Now, back to my "wrong questions" assertion. In the event that the queries we are posing are incorrect, what inquiries do we need to make? Let's pose the incorrect queries first. The excessively prevalent zero-sum game mentality of the internet might be difficult to ignore. Because it makes for compelling clickbait, the first thing that comes to mind is whether GenAI will eventually replace humans. It's not the right question. The relationship between people and technology requires a certain amount of synthesis, balance, and equilibrium. Because humans may conjure up new futures by using their innate creative abilities, this equilibrium is constantly shifting. As those aspirations come true, we adapt and transform our relationship with technology. The proper query is: How can we rebalance our system to optimise the benefits of our collaboration between humans and GenAI? How can we investigate improving human augmentation? Using GenAI to reduce costs by eliminating human labour is not a 10x idea. The issue of replacing humans highlights a lack of understanding of the larger system because reducing costs is frequently a short-term benefit that results in a longer-term decline in competitiveness. Humans are undoubtedly capable of greater creativity.

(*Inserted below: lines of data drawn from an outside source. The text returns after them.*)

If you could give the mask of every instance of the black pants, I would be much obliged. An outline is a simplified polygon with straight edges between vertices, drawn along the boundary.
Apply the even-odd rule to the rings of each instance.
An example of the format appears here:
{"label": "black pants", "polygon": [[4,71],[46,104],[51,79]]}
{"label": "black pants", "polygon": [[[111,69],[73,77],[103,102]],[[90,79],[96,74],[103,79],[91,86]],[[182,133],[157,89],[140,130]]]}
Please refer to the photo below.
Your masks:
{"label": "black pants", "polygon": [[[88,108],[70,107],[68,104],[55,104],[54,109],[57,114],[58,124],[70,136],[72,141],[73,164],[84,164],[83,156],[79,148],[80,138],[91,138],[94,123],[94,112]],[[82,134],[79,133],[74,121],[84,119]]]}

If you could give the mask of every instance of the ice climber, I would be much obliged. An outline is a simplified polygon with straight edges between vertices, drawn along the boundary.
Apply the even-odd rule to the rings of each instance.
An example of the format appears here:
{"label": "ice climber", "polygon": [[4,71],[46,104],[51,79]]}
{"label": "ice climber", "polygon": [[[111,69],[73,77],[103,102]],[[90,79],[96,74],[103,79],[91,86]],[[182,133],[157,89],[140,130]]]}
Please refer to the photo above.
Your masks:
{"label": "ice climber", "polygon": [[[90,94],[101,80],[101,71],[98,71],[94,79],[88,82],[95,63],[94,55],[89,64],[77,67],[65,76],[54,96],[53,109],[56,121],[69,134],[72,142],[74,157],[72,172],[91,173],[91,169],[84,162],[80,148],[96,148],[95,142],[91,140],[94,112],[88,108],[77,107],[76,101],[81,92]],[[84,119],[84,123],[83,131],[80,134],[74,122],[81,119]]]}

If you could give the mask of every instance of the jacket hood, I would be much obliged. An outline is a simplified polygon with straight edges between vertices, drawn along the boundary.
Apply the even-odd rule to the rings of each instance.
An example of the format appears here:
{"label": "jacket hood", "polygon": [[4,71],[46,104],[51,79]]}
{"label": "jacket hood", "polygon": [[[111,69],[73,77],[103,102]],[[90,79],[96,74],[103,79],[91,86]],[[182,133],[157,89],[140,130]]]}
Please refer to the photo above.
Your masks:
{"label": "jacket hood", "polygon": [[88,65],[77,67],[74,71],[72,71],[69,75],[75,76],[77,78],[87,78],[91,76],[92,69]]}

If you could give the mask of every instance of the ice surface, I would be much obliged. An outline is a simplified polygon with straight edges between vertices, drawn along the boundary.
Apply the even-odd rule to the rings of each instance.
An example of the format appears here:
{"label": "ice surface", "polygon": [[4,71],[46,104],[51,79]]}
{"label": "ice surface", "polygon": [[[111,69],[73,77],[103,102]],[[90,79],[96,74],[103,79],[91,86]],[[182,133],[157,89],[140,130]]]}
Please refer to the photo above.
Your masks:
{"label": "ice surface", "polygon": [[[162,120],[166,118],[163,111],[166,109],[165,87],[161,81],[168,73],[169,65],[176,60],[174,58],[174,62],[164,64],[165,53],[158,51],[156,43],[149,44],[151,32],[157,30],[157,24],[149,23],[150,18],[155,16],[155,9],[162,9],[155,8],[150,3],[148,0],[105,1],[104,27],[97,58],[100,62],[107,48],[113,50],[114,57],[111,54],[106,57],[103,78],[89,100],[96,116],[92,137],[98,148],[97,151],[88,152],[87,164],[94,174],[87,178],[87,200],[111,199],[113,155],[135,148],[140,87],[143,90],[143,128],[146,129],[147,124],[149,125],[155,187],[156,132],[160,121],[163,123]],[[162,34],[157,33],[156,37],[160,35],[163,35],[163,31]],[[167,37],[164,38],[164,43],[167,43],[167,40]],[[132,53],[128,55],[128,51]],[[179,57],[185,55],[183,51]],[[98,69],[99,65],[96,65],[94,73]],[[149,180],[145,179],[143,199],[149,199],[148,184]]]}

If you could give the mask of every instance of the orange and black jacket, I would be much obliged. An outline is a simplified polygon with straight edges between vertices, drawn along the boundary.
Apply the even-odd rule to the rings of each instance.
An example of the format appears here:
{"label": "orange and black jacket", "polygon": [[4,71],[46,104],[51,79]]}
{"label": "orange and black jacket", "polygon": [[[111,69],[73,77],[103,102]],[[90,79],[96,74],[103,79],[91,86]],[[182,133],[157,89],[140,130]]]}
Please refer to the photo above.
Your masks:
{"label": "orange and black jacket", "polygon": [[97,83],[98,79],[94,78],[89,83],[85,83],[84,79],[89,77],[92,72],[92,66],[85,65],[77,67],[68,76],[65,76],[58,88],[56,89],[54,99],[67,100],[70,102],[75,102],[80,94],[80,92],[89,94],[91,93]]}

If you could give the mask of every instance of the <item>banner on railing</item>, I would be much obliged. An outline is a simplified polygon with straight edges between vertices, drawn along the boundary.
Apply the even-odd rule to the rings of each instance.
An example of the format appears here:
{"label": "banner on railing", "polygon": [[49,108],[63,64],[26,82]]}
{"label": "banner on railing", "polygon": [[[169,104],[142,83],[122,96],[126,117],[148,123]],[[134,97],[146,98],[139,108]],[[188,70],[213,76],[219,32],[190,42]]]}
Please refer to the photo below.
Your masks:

AI has been hailed as the next big thing for a long time. The future is now more widely spread, or at the very least acknowledged, as the next revolution because of ChatGPT and GenAI. I suggest you think beyond the first use cases and do what people do best: imagine a creative future in which GenAI works alongside people rather than as a substitute for them. This imagined future will come to pass, but will it come to you in equal measure?